Project 0: Becoming Friends with Your Camera
The goal of this project is to get some intuitive understanding of the somewhat subtle relationship between perspective, focal length/zoom, and the center of projection.
Overview
In this class, we want you to become friends with every pixel. The first step toward this goal is to become friends with your camera—e.g., the one in your smartphone. In particular, the goal of this project is to get you some intuitive understanding of the somewhat subtle relationship between perspective, focal length/zoom, and the center of projection.
Part 1: Selfie: The Wrong Way vs. The Right Way
Take a picture of your friend (or yourself) from close up. You get a typical distorted selfie image. Now step back several feet from your subject, zoom in, and take a second picture. Try to get the face in the second photo to be the same size as in the first photo. If you've done things right, the second portrait should look much better than the first one.
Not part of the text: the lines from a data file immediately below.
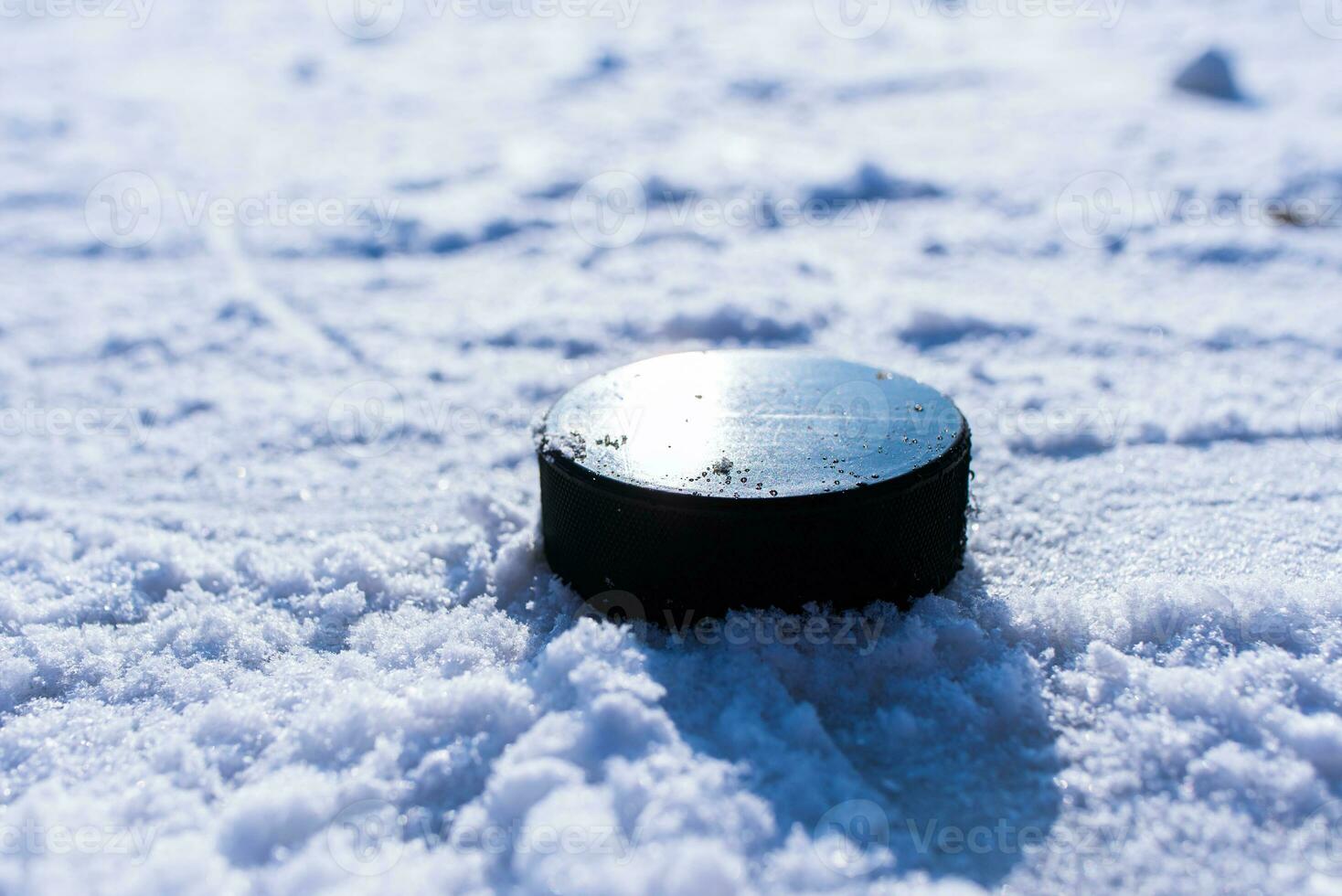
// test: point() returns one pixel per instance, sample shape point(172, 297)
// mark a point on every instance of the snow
point(274, 613)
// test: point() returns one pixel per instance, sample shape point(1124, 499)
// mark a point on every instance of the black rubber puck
point(722, 479)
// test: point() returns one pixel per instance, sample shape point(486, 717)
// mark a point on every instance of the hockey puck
point(714, 480)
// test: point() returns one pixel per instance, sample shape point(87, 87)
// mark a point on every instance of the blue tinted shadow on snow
point(726, 325)
point(932, 715)
point(869, 184)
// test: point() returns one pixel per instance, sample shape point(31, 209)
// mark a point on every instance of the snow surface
point(251, 645)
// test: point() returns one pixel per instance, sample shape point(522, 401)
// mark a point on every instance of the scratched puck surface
point(742, 478)
point(751, 424)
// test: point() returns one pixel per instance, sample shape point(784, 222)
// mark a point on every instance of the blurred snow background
point(251, 643)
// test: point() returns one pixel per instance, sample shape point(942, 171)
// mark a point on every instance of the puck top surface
point(751, 425)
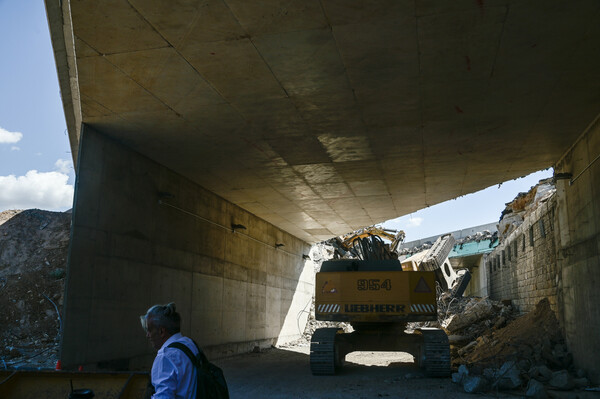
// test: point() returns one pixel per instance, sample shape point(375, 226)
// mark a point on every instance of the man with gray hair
point(173, 374)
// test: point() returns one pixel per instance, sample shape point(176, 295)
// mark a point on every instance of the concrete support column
point(142, 235)
point(578, 209)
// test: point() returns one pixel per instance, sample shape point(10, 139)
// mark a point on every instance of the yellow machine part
point(375, 296)
point(57, 384)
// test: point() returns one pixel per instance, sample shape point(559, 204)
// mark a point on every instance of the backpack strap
point(188, 352)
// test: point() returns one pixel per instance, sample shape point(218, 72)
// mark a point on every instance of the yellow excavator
point(377, 297)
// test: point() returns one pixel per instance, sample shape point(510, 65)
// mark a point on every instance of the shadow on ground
point(279, 373)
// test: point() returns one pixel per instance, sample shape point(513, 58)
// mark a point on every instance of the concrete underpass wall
point(578, 211)
point(234, 290)
point(523, 268)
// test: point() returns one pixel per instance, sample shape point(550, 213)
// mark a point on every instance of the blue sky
point(36, 169)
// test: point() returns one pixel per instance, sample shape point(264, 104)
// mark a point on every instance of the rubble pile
point(414, 250)
point(524, 203)
point(527, 353)
point(33, 258)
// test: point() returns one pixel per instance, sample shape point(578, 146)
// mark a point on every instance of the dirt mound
point(528, 336)
point(33, 260)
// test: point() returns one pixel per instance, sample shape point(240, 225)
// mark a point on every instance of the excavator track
point(323, 351)
point(435, 353)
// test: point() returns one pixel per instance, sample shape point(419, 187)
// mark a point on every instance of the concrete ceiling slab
point(324, 116)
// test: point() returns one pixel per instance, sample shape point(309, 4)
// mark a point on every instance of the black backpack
point(211, 381)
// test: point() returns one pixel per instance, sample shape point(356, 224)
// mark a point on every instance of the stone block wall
point(523, 268)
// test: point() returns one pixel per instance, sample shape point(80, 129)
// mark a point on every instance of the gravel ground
point(285, 373)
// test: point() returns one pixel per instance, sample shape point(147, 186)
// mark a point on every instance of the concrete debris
point(525, 353)
point(508, 377)
point(562, 380)
point(523, 204)
point(536, 390)
point(475, 384)
point(476, 309)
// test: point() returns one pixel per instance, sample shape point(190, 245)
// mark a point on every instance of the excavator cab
point(377, 297)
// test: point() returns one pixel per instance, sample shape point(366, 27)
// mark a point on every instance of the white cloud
point(415, 221)
point(63, 166)
point(9, 137)
point(45, 190)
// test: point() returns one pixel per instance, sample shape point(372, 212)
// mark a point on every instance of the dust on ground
point(33, 260)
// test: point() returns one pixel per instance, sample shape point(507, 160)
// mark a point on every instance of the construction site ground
point(485, 336)
point(285, 373)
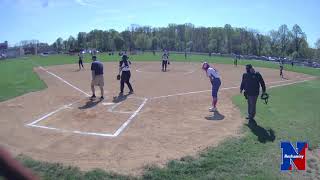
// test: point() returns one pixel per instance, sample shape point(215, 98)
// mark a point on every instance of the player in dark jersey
point(165, 61)
point(80, 61)
point(124, 69)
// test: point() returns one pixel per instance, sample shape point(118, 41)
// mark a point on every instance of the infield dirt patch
point(167, 117)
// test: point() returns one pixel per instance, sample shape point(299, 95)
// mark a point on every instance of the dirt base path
point(173, 120)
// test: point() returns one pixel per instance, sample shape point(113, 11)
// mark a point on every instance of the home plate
point(107, 104)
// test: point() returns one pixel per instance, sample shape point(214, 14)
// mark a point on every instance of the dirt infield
point(167, 117)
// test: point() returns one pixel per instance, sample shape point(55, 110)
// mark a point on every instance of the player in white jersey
point(214, 77)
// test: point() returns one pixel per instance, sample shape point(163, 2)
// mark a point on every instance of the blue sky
point(46, 20)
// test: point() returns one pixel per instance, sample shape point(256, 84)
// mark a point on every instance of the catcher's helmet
point(205, 66)
point(265, 97)
point(124, 57)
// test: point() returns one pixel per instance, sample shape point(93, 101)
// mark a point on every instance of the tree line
point(283, 42)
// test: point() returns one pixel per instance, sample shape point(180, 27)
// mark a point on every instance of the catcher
point(124, 70)
point(251, 82)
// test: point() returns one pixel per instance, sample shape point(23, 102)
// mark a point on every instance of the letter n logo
point(293, 156)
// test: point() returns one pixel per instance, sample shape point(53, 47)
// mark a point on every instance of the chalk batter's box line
point(116, 133)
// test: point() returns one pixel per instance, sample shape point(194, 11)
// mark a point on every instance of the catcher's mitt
point(265, 97)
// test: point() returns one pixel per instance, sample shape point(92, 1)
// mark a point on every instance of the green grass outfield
point(256, 155)
point(291, 114)
point(17, 76)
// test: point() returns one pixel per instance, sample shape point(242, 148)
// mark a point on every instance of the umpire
point(124, 67)
point(251, 82)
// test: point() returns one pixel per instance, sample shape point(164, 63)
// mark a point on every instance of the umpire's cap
point(125, 57)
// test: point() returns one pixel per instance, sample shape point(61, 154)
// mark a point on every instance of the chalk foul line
point(63, 80)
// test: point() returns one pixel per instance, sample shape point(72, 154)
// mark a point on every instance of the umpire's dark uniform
point(124, 66)
point(251, 82)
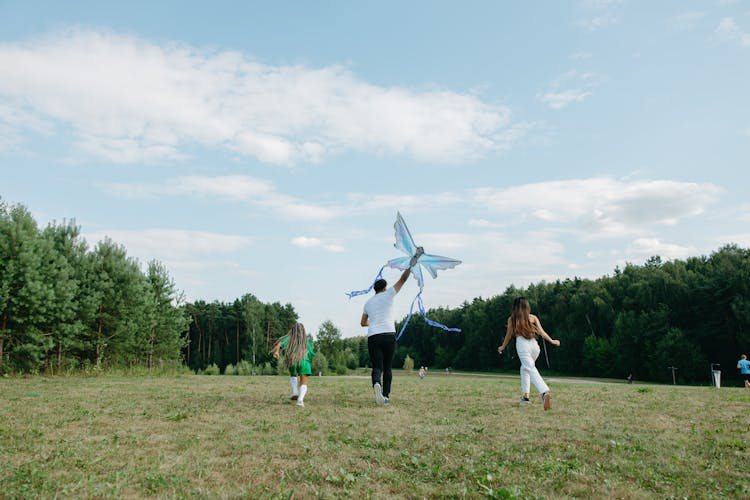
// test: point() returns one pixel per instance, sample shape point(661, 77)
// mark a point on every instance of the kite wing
point(435, 263)
point(402, 263)
point(404, 241)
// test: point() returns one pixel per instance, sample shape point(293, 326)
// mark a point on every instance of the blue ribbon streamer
point(420, 306)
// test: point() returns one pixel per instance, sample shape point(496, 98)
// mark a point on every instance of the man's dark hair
point(379, 285)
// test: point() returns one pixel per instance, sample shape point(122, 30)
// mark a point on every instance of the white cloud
point(484, 223)
point(686, 20)
point(643, 248)
point(729, 31)
point(308, 242)
point(410, 202)
point(171, 244)
point(599, 14)
point(131, 100)
point(602, 207)
point(258, 192)
point(570, 87)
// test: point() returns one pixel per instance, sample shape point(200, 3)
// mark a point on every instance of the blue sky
point(265, 147)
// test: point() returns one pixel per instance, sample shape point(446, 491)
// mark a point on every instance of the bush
point(320, 364)
point(408, 363)
point(342, 370)
point(244, 368)
point(268, 369)
point(212, 369)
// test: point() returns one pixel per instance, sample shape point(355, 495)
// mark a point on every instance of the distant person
point(524, 326)
point(377, 316)
point(298, 354)
point(744, 366)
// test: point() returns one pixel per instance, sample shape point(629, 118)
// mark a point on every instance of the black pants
point(381, 348)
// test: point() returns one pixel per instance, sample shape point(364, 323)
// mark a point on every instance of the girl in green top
point(298, 354)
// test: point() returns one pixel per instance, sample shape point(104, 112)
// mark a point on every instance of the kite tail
point(420, 306)
point(354, 293)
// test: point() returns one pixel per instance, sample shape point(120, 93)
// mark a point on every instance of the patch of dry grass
point(199, 436)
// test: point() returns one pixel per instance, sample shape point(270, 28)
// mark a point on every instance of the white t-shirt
point(379, 310)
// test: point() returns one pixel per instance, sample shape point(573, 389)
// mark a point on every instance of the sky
point(266, 147)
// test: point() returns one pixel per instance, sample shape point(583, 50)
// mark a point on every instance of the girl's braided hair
point(296, 347)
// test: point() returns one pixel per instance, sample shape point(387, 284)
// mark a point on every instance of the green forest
point(65, 307)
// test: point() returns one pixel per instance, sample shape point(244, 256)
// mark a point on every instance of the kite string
point(364, 292)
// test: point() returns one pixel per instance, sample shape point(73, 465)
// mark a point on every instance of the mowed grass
point(444, 436)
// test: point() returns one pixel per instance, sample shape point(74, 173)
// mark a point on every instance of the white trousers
point(528, 351)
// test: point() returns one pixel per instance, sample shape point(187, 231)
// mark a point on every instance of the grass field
point(444, 436)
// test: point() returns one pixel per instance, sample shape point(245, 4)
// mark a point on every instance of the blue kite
point(432, 263)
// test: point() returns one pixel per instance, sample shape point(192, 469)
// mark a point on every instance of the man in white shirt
point(381, 333)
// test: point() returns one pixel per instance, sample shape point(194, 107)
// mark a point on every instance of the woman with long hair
point(298, 354)
point(524, 326)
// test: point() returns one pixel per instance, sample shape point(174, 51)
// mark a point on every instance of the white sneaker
point(378, 394)
point(545, 400)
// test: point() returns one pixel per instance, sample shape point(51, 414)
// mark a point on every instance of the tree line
point(64, 306)
point(641, 320)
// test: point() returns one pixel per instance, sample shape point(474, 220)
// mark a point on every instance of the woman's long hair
point(520, 321)
point(296, 347)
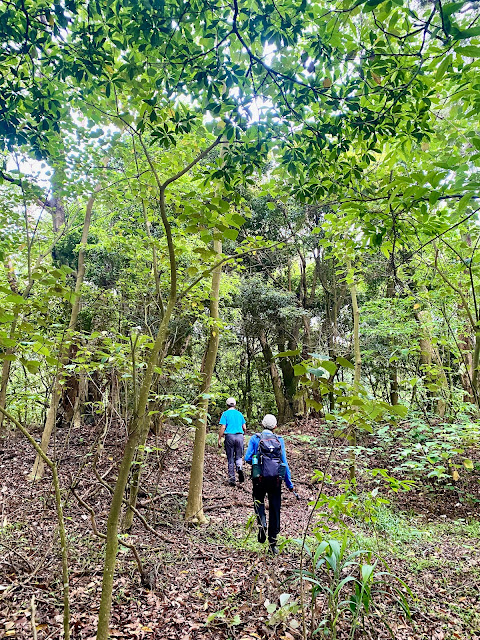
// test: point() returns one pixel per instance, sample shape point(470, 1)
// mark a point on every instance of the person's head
point(269, 421)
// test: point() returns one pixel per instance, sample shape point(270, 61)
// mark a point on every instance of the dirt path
point(215, 582)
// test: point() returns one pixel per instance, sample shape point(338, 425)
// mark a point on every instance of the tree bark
point(357, 355)
point(392, 367)
point(139, 423)
point(274, 376)
point(194, 510)
point(39, 464)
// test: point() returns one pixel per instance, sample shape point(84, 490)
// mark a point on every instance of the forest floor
point(217, 581)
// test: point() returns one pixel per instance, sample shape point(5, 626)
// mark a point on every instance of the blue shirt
point(252, 450)
point(233, 421)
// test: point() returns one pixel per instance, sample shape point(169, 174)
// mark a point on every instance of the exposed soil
point(193, 573)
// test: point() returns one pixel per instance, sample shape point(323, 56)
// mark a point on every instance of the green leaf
point(470, 50)
point(452, 7)
point(443, 66)
point(399, 409)
point(231, 234)
point(343, 362)
point(464, 34)
point(329, 366)
point(288, 354)
point(299, 370)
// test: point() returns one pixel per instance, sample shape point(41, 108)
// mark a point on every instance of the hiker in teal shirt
point(232, 425)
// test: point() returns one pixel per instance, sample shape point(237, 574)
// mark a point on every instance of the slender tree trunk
point(194, 509)
point(39, 464)
point(139, 423)
point(429, 355)
point(392, 367)
point(357, 354)
point(6, 366)
point(274, 376)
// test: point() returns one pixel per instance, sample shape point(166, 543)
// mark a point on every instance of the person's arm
point(288, 475)
point(251, 449)
point(221, 431)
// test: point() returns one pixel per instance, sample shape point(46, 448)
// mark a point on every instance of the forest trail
point(219, 569)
Part 2: Architectural Perspective Compression
Let's repeat the same procedure in reverse, for an urban scene. Pick a nice view down a long street (or a walking path on campus), zoom in, and take a photo. Now, walk down the street in the direction of your first shot, and take a second photo without zoom, such that the scene in the two photos appears approximately the same size. The first picture should look flattened, or compressed, compared to the second.


Part 3: The Dolly Zoom
In this part, we will be duplicating a classic film effect called the dolly zoom. It is a camera movement also known as the "Vertigo shot", after a famous scene in Hitchcock's Vertigo. The idea is to simultaneously move the camera back while also zooming in.
I set up a scene and took 12 still photos while moving the camera back and zooming in, keeping the flowers and vase roughly the same size. The stills were then combined into an animated GIF file to create the dolly zoom effect.